Yes.Though I'm a bit confused why this became the goto. If I remember correctly the claim was about it being "out of distribution" but I have high confidence that astronauts riding horses are within the training dataset prior to DALL-E. The big reason everyone should believe this is because astronauts have always been compared to cowboys. And... what do we stereotypically associate with cowboys?
The second reason, is because it is the main poster for the 2006 movie The Astronaut Farmer: https://en.wikipedia.org/wiki/The_Astronaut_Farmer
But here's some other ones I found that are timestamped. It's kinda hard to find random digital art that is timestamped. Looks like even shutterstock doesn't... And places like deviantart don't have great search. Hell... even Google will just flat out ignore advanced search terms (the fuck is even the point of having them?). The term is so littered now that this makes search difficult, but I found two relatively quickly.
2014: https://www.behance.net/gallery/18695387/Space-Cowboy#
2016: https://drawception.com/game/DZgKzhbrhq/badass-space-cowboy-...
But even if the samples did not exist, I do not think this represents a significantly out of distribution, if at all, image.

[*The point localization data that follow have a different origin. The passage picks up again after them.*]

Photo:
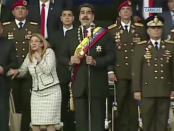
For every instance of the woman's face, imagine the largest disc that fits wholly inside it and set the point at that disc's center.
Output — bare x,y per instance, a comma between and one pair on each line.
36,44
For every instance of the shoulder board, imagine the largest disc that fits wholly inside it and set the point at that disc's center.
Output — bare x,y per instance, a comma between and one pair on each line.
172,30
142,42
33,23
169,41
138,24
112,26
6,23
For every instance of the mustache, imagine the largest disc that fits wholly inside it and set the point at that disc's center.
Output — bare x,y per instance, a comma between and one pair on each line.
85,18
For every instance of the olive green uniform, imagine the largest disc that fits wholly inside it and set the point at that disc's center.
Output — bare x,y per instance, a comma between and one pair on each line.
153,76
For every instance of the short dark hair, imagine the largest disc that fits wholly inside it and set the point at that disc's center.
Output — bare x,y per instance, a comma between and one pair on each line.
87,5
67,9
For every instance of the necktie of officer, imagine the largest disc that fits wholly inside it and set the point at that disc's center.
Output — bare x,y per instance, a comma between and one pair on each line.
43,19
126,28
156,45
20,25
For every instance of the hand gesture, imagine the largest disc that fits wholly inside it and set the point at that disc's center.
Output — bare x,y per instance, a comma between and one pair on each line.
13,73
74,60
37,56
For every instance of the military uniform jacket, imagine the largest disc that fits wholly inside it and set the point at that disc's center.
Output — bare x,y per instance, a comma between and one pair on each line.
104,54
20,37
152,70
124,43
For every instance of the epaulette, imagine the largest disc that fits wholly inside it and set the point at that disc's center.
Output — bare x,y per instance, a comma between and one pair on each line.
138,24
112,26
169,41
6,23
172,30
142,42
33,23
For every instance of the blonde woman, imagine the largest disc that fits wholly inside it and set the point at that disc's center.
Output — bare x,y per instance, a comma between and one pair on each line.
46,93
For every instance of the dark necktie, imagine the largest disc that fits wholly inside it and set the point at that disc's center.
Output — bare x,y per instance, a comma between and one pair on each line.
156,45
20,25
126,28
43,20
86,33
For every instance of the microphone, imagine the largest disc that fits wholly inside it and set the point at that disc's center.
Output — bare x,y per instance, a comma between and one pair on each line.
84,30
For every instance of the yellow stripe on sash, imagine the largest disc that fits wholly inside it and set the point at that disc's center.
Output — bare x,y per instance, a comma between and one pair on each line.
80,50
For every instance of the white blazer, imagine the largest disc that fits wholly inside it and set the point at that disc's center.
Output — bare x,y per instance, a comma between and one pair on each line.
43,74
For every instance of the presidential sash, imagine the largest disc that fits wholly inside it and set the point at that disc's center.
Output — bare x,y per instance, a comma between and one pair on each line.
86,45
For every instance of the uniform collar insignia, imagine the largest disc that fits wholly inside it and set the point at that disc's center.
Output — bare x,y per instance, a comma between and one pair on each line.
98,48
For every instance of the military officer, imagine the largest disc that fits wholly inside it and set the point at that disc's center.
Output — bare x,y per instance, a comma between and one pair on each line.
152,76
19,31
126,34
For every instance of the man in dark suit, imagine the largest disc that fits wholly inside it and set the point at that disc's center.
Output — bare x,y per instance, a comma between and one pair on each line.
19,31
64,74
51,20
152,75
126,34
7,60
89,65
168,16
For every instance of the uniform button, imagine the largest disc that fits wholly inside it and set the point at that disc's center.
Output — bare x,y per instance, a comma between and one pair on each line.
118,65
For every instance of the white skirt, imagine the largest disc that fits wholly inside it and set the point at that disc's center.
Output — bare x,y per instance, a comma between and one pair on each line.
46,106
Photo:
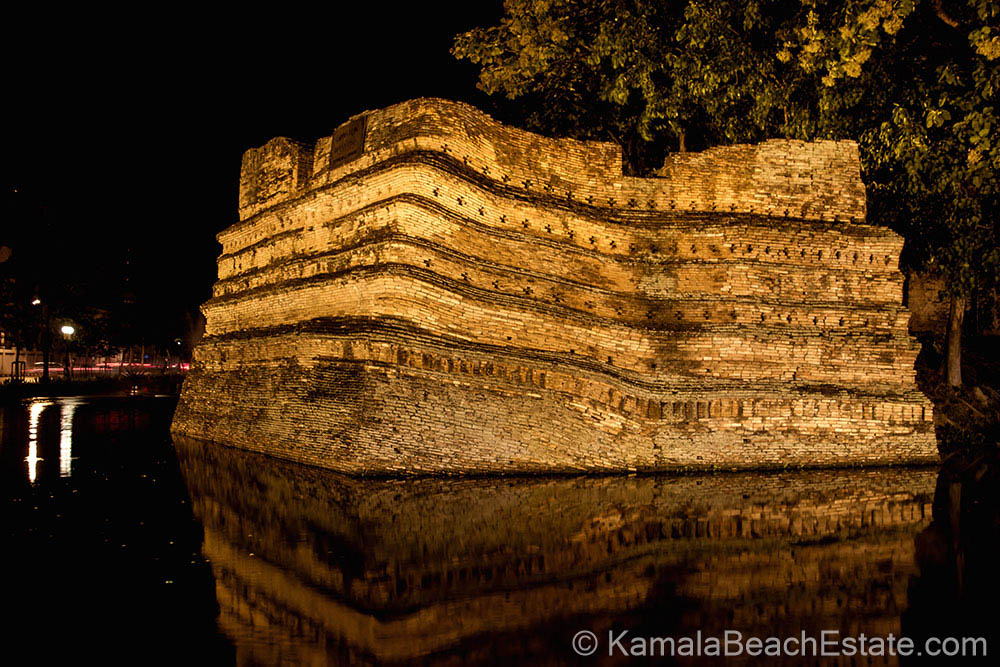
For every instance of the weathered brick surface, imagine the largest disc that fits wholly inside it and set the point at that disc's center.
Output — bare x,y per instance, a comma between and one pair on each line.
431,291
320,565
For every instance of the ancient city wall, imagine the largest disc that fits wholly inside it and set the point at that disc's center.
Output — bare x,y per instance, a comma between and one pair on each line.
428,290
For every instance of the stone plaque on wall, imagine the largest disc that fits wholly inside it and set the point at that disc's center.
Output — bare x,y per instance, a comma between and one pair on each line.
348,142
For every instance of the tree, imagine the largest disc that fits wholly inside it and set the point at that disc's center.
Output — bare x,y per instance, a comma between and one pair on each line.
913,81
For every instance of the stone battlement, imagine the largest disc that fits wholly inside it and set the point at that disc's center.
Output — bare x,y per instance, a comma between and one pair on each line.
808,180
427,290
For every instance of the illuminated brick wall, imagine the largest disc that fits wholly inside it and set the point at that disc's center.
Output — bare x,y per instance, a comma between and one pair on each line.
430,291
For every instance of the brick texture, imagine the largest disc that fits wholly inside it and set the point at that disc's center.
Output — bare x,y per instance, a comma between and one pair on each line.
429,291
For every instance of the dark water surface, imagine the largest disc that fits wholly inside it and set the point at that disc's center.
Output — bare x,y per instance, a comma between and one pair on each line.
121,545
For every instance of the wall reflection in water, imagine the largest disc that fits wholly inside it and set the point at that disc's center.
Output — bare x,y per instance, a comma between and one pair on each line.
314,567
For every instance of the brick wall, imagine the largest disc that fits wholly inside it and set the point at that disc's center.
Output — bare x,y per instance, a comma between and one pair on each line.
430,291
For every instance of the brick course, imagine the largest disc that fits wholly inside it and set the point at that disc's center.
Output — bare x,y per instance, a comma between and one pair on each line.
439,293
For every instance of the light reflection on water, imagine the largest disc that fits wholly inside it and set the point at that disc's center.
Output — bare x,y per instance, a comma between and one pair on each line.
257,561
35,410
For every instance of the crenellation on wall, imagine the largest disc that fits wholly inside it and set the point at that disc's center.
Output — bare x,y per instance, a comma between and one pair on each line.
429,291
816,181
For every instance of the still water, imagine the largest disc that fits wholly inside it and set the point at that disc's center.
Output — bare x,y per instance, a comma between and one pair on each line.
120,544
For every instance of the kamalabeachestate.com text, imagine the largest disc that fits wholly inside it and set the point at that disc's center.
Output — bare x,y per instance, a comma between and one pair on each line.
732,643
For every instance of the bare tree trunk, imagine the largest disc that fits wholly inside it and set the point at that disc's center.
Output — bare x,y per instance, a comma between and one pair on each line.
953,359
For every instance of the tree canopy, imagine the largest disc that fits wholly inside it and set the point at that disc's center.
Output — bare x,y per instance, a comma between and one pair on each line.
915,82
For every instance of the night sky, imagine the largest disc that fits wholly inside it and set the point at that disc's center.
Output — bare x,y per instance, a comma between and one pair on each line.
124,131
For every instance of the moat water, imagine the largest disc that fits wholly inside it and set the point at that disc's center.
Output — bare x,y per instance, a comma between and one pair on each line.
123,545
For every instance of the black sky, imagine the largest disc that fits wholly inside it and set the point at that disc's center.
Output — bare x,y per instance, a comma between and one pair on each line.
125,128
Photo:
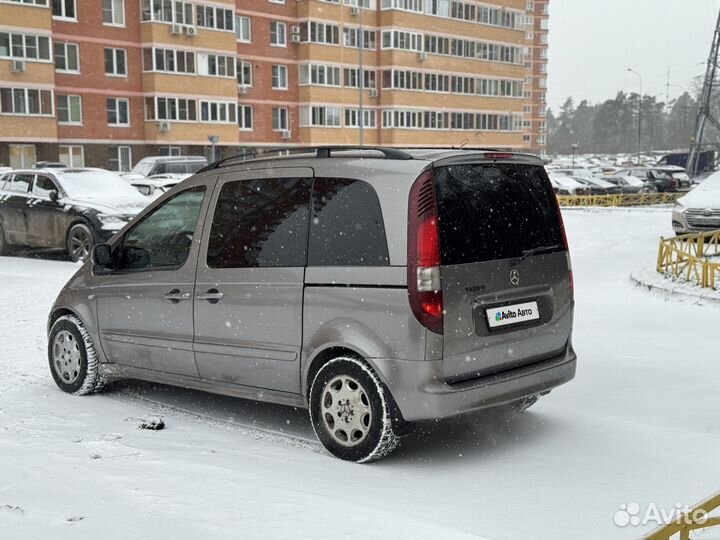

Are we in doubt that there's images like astronauts riding rockets? I think certainly there exists "astronaut riding horse" along the interpolation between "person riding horse" and "astronaut riding <insert any term>". Mind you, generating samples in distribution but not in training (or test) is still a great feat and impressive accomplishment. This should in no way be underplayed at all! But there is a difference in claiming out of distribution.
> I'd like to see what this approach can do if trained exclusively on non-synthetic permissively licensed inputs
One minor point. The term "synthetically generated" is a bit ambiguous. It may include digital art. It does not necessarily mean generated by a machine learning generative model. TBH, I find the ambiguity frustrating as there is some important distinctions.
The original meme about the limitations of diffusion was the text to image prompt, “a horse riding an astronaut.”
It’s in all sorts of papers. This guy Gary Marcus used to be a big crank about AI limitations and was the “being wrong on the Internet” guy who got a lot of mainstream attention to the problem - https://garymarcus.substack.com/p/horse-rides-astronaut. Not sure how much we hear from him nowadays.
The astronaut riding horses thing is from how 10-1,000x more people are doing this stuff now, and kind of process the whole zeitgeist before their arrival with fuzzy glasses. The irony is it is the human, not the generator, that got confused about the purposefully out of sample horse riding an astronaut prompt, and changed it to astronaut riding a horse.